13 abril 2007

MACARRONES CON TOMATE



Tengo veinticuatro años reversibles, es decir, veinticuatro años de guión circular, de vida precocinada esperando en el siniestro vientre de un microondas sin botón de encendido. Demasiados y metafóricos circunloquios para acabar confesando que lo que en realidad quiero decir es que soy un borrego más del rebaño: tengo veinticuatro años, un título universitario y estoy en paro. Supongo que cuesta admitir que he pasado cinco años de mi vida aprendiendo a pedantear para nada...
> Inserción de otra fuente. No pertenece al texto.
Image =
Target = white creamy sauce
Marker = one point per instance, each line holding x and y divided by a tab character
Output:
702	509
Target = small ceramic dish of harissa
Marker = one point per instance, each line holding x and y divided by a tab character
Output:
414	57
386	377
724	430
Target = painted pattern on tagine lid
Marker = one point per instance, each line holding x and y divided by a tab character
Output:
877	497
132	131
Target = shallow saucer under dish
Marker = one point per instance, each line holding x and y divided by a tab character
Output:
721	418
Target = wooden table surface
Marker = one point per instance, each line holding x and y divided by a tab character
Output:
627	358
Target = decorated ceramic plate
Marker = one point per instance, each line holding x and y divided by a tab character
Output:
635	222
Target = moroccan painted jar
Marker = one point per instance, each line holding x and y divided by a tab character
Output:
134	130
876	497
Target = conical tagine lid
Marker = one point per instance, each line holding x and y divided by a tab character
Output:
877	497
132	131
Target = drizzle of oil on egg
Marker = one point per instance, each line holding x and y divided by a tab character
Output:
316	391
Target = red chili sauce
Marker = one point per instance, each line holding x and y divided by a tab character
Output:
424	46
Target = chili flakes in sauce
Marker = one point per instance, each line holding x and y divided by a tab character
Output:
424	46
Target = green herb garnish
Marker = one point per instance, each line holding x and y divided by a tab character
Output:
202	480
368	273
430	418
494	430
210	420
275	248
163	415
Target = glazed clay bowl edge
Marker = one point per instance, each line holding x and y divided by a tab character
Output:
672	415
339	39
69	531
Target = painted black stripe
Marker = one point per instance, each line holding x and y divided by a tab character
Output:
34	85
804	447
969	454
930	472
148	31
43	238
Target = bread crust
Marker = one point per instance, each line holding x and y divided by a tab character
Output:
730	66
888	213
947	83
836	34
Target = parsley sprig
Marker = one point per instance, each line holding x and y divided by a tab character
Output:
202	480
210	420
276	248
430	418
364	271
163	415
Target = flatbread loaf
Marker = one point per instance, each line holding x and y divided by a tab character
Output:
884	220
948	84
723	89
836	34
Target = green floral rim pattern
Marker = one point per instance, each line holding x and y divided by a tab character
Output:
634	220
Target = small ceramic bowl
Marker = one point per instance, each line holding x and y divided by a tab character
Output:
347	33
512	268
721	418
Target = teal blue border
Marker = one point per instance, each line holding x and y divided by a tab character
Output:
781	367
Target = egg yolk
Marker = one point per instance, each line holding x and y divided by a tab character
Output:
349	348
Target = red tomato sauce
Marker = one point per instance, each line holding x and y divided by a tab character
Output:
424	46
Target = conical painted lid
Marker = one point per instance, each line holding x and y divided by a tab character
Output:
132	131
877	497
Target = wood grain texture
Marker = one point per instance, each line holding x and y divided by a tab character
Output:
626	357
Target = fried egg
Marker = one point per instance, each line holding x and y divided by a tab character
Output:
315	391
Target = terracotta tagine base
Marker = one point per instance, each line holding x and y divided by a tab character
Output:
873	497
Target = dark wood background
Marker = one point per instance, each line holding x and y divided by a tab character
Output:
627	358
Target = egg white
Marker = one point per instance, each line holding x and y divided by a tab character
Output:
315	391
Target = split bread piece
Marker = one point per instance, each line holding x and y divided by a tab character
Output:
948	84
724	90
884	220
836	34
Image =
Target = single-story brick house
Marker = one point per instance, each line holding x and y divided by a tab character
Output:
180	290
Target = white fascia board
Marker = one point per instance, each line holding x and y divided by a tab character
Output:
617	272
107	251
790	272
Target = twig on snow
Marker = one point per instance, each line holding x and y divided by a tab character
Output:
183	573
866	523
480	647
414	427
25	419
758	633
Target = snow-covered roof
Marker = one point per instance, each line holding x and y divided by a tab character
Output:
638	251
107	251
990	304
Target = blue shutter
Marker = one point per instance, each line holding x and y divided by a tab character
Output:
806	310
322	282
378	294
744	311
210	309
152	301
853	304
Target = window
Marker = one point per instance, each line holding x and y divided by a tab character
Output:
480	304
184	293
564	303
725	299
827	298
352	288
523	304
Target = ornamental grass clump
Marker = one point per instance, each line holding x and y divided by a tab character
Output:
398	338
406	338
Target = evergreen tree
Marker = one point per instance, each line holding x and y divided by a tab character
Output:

Retomando lo que les decía al principio, aquello de que mi vida ha sido un camino trazado de antemano con una confusa "metasalida", les diré que no me preocupa más que los macarrones con tomate. No, no bromeo. Los macarrones con tomate, ésa sufrida y económica solución culinaria, vienen resumiendo tristemente la existencia de al menos un par de generaciones de tópicos juveniles. El joven macarrón con tomate vive con sus padres hasta que alcanza la edad legal para hipotecarse, o sea, los treinta y cinco en el mejor de los casos, o hasta la menopausia o hasta que la orfandad sobrevenida le permita no tener que buscar otro techo aparte del paterno. Por otro lado, el joven macarrón con tomate, además de no saber cocinar nada más que el susodicho plato, busca siempre la solución más rápida, sencilla y eficaz a sus problemas (es por eso que tiene tendencia a doblegarse a la estricta vida monacal de las Universidades y otros centros de clausura del saber). Y, finalmente, llegará un momento en su vida en el que se encontrará un poquitín crudo y nadando con dificultad en una viscosa salsa de contratos de prácticas impracticables, becas de saldo y dos por uno y demás artilugios de tortura laboral y acceso al primer empleo...

Pero yo, señores, he decidido no ser nunca más un macarrón con tomate. Yo, señores, ensordeceré con mi emepetrés y cagaré por internet, porque he decidido lucir una eterna y contagiosa sonrisa de postadolescente preadulta sin más presiones que las finales de Oté y los esemeses de mis politonos. Me drogaré para las cámaras de Pellejeros, haré botellón en Lourdes y si hace falta, secuestraré al gato de Ana Oregón para que me fotosopeen las lorzas en Interdíu y me amordacen en directo con algún polígrafo de la verdad verdadera. Suplicaré a mis padres que me financien un aumento de tetas y me tatuaré en el culo ese taco horrible de “mileurista” porque esos rollos de la belleza interior son para los feos, para los macarrones con tomate, y yo, señores, voy a ser un paté de trufa con espuma de champagne, ya saben, apolítica y aconfesionalmente clasista. Y así podré gritar bien alto que yo no soy un macarrón con tomate cuando me aborden los sicarios del Instituto Nacional de Estadística para convertirme en un nosabenocontesta más, mientras espero en la cola del INEM, veinticuatro años después.